### Create a new BQ dataset to store all of your modeled tables. The dataset should be named datamart.


In [3]:
dataset_id = "datamart"

In [4]:
!bq --location=US mk --dataset {dataset_id}

Dataset 'still-bank-302722:datamart' successfully created.


### Create your modeled tables by following our BigQuery design guidelines (refer to slide 3 from lecture slides for details)

● split staging tables that contain more than one entity into separate tables.

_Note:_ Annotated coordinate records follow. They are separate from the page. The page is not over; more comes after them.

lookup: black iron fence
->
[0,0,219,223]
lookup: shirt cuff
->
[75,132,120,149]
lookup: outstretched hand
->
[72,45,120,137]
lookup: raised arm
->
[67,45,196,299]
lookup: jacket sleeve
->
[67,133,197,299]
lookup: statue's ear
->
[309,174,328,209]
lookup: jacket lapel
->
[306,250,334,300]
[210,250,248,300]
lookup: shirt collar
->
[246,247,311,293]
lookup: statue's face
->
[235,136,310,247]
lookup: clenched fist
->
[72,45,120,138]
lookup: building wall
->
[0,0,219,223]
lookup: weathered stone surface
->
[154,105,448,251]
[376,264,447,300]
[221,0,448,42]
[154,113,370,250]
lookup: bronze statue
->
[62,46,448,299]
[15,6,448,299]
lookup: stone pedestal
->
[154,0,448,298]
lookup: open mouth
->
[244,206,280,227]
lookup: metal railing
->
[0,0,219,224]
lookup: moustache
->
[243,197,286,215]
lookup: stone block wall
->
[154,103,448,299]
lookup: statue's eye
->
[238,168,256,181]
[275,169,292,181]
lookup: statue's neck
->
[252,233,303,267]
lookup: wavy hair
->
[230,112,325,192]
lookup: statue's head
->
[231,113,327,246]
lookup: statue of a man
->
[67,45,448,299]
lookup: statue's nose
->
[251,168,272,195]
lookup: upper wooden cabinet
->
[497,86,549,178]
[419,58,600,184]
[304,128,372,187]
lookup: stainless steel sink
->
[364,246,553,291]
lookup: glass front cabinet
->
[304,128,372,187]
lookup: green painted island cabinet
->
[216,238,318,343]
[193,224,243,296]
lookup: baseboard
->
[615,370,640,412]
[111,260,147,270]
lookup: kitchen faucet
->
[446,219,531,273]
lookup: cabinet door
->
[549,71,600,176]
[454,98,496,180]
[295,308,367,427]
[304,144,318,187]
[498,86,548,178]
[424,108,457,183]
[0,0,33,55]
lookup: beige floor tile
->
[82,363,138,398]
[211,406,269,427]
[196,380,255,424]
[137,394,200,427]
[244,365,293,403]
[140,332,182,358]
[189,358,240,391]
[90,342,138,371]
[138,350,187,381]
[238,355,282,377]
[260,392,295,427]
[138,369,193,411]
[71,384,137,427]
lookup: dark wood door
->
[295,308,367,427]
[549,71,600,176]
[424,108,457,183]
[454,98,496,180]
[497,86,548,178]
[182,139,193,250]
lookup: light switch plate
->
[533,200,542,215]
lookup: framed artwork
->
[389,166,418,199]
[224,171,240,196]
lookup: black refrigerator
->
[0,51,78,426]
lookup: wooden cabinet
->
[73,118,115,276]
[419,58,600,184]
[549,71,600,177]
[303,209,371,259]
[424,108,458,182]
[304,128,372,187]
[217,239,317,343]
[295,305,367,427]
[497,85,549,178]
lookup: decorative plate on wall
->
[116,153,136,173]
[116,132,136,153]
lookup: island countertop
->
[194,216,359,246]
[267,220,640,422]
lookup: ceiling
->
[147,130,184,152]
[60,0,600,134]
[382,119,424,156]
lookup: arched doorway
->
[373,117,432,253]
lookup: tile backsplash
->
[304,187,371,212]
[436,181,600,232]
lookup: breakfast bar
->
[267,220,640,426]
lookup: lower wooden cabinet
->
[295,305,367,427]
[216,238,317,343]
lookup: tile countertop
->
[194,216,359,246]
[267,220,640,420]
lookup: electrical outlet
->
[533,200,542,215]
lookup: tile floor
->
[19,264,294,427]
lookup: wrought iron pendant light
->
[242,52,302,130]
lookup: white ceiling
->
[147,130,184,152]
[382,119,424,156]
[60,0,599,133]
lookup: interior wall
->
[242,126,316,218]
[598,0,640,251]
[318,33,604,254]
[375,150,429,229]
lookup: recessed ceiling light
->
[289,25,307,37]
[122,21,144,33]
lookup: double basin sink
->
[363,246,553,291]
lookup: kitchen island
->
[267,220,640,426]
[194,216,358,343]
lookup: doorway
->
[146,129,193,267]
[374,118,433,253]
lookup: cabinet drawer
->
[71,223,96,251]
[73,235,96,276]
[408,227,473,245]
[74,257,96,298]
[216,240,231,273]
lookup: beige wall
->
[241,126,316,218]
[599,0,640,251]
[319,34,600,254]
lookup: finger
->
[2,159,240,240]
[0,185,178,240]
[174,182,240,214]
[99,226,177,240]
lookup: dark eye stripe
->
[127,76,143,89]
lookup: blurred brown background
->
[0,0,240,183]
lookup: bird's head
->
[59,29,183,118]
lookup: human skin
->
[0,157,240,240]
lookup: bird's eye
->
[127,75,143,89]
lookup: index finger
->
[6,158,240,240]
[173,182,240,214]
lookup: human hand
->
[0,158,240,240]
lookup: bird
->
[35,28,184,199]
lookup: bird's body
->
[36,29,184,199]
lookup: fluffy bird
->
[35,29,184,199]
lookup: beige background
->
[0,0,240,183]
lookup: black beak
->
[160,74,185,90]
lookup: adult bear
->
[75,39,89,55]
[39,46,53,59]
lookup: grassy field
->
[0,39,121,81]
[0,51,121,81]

● join staging tables that store different attributes belonging to the same entity.

● union staging tables that store distinct records belonging to the same entity.

● identify a candidate primary key (PK) for each modeled table.

● check for records with the same primary key and remove unwanted ones.

● identify parent-child relationships between tables.

● check for referential integrity violations between parent-child tables.

● remove any child records which violate referential integrity.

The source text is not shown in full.